Nelle ultime ore i carabinieri, che hanno condotto le indagini in tempi record, avrebbero inviato un’informativa di reato al magistrato di turno. Fondamentali, per i militari, il racconto della vittima e i video delle telecamere di sorveglianza presenti nella zona del pestaggio.
E’ notte quando il 60enne, residente a Vignanello, arriva in località Sudano, nei pressi del cimitero. E’ in auto con due persone, che gli avevano chiesto un passaggio all’uscita di un ristorante a Vallerano. Arrivato a destinazione, l’uomo viene però immobilizzato con una cintura al collo e riempito di pugni in faccia. Scaraventato fuori dalla macchina, viene pestato a sangue finché i due non gli rubano il portafoglio e il cellulare, per poi scappare a bordo della sua auto.
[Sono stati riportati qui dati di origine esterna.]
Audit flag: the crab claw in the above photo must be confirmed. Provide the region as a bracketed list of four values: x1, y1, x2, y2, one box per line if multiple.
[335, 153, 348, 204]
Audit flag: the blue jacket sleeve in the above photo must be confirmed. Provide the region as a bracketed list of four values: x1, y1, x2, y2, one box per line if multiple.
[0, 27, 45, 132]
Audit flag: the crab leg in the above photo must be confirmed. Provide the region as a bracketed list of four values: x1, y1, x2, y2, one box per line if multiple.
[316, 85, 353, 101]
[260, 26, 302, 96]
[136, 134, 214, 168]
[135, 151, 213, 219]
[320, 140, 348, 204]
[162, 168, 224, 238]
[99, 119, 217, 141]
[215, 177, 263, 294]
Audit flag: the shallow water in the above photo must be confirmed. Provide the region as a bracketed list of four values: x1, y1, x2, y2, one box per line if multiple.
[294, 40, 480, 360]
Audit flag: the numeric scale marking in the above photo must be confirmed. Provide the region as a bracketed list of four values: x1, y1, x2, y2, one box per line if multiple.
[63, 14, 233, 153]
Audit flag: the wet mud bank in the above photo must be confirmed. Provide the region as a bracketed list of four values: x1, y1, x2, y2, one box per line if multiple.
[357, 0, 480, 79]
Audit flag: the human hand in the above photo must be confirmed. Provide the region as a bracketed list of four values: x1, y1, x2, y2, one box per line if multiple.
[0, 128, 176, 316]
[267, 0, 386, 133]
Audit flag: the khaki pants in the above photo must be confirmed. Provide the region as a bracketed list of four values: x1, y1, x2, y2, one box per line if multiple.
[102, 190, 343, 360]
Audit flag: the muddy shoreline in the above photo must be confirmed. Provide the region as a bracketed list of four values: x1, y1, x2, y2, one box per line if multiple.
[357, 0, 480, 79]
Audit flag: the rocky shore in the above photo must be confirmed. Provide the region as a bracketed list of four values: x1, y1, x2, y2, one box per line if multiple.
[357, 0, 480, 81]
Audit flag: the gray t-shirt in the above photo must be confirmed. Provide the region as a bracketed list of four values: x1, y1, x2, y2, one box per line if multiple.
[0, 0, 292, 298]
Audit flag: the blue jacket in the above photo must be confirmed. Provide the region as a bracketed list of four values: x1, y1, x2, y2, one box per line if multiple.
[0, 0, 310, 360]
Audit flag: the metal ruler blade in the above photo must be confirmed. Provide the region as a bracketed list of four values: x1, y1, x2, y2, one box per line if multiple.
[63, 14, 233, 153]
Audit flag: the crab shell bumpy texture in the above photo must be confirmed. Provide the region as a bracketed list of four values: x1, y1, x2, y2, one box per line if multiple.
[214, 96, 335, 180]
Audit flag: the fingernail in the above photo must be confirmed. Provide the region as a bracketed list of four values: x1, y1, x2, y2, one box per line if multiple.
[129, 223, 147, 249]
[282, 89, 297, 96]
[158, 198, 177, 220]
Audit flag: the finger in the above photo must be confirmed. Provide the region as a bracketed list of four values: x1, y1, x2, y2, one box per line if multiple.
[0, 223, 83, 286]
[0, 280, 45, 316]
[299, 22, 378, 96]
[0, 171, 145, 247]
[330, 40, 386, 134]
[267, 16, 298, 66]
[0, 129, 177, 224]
La vittima, lasciata sola in aperta campagna, riesce comunque a tornare a casa, a piedi, e da lì chiedere aiuto. Chiama i carabinieri, a cui sporge denuncia, e i sanitari del 118: è ferito al volto, ha il setto nasale spaccato e i denti rotti.
Le indagini dei militari dell’Arma scattano subito, tant’è che poco dopo riescono a trovare l’auto del 60enne. Il prossimo obiettivo è catturare i due aggressori.